Both experts and non-experts rated accurate advice as high-quality; only radiologists rated the inaccurate advice as significantly lower quality
Radiologists rated advice labeled from humans as higher quality than “AI” advice overall regardless of accuracy (“algorithmic aversion”), while there was no significant difference in the non-expert group
Both groups’ diagnoses were significantly more accurate when given accurate advice than inaccurate. However, this did not significantly vary based on human vs AI source
The non-task expert group of IM/ER doctors were more susceptible to inaccurate advice than radiologists were (42% vs 28%), regardless of source
The diagnostic accuracy also varied substantially depending on the specifics of the case (see Figure 5 below).

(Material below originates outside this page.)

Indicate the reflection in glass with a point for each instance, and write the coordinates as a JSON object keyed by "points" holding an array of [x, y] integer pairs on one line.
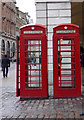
{"points": [[33, 67], [66, 63]]}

Some cases like 3 and 8 exploited known pitfalls in radiographic interpretation and had very wide gaps in performance
What are the take home messages?
The study authors concluded that inaccurate diagnostic advice from any source (AI or human) had the risk to bias people with less expertise, while task experts were less susceptible to incorrect advice (and also showed evidence of “algorithmic aversion”):
“This observed over-reliance has important implications for automated advice systems. While physicians are currently able to ask for advice from colleagues, they typically ask for advice after their initial review of the case. Clinical support systems based on AI or more traditional methods could prime physicians to search for confirmatory information in place of conducting a thorough and critical evaluation. If the underlying model has a higher diagnostic accuracy than the physicians using it, patient outcomes may improve overall. However, for high-risk settings like diagnostic decision-making, over-reliance on advice can be dangerous and steps should be taken to minimize it, especially when the advice is inaccurate”
In my opinion, this study does a great job showing proof-of-concept in the risk of over-reliance on automated clinical decision support systems and should inform their design and implementation in the future. I would be very interested to see similar studies for bloodwork, biopsies, and EKGs; it seems likely that a similar phenomenon would play out.